The health of your hair is also a reflection of what you put in your body.

Your strands, scalp, and hair follicles thrive on protein, omega-3 fatty acids, and biotin, while vitamins E, A, C and B and minerals like zinc and iron keep strands strong and abundant.

As for me, I usually snack on a balanced diet of:

  • Salmon
  • Walnuts
  • Sweet potatoes
  • Eggs
  • Spinach
  • Lentils
  • Greek yogurt
  • Blueberries
  • Poultry

...and other nutrient-rich foods that give me all the balanced nutrients a body needs!

Hopefully, this gives you an idea of what to munch on.

Final Thoughts

One thing I highly encourage when it comes to all manners of skincare: patience.

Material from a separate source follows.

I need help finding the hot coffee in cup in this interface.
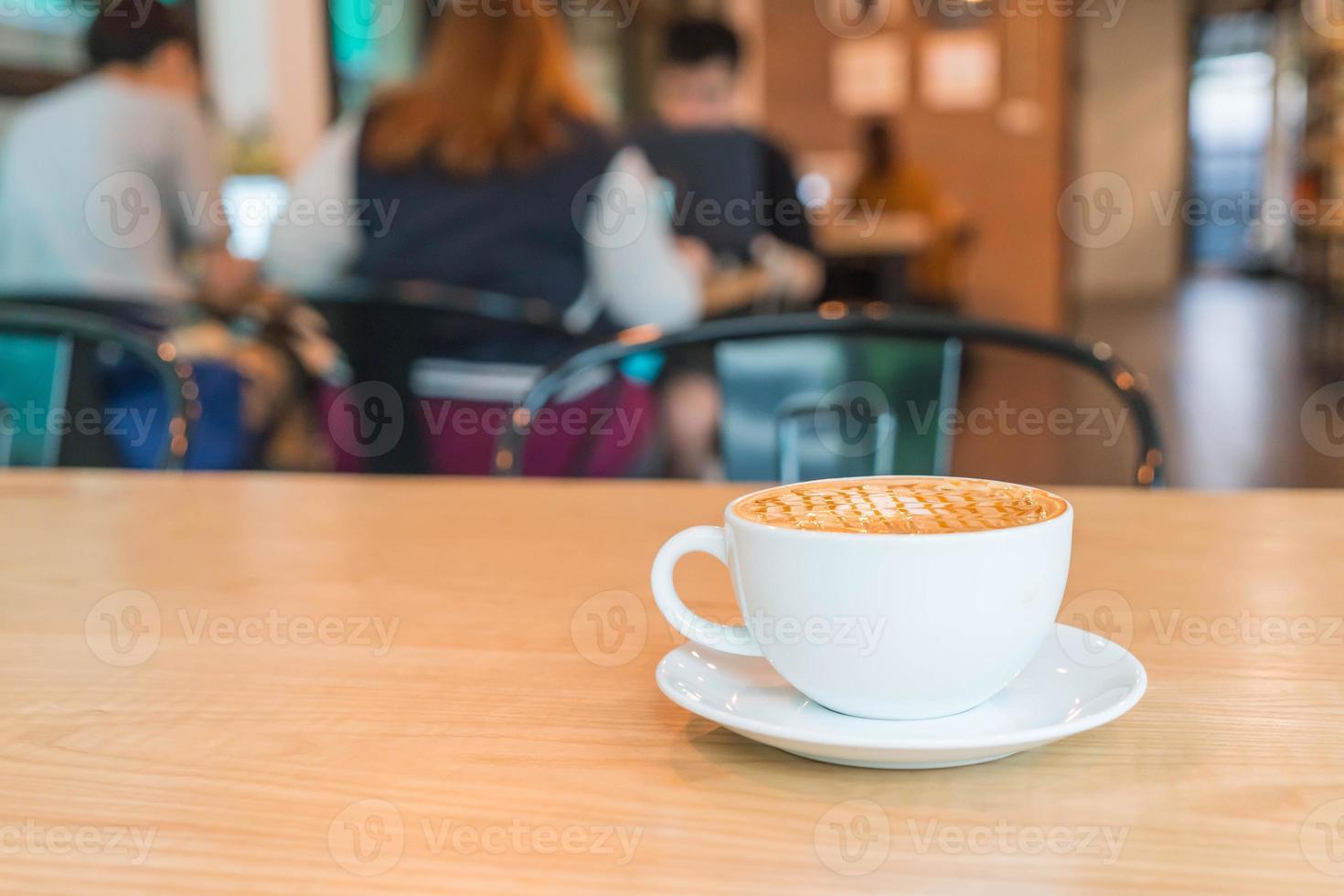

To get the most out of vitamins, I recommend using vitamin-rich products (like a serum with vitamin C) in addition to a vitamin-rich diet.

That way you’re getting the nutrients you need from the inside out!

It's also important to remember that it takes time to notice a true difference in your skin’s texture and appearance.

Now, it’s always my intention to inform - never to persuade or dissuade anyone from choosing certain treatments or making health-related decisions.

I would never just throw a list of beauty supplements at you and encourage you to try them for the sake of trendiness!

I choose to educate based on my professional experiences as a licensed esthetician.

But, as always, my advice shouldn’t replace that of a licensed medical practitioner.

Please consult your doctor or dermatologist first before trying anything new!

Figuring out what beauty supplements (if any) you want to try isn’t necessarily a one-size-fits-all kind of decision.

Lovelies, what do you think of beauty supplements? Would you ever try them, or are you against them? Share with us in the comments!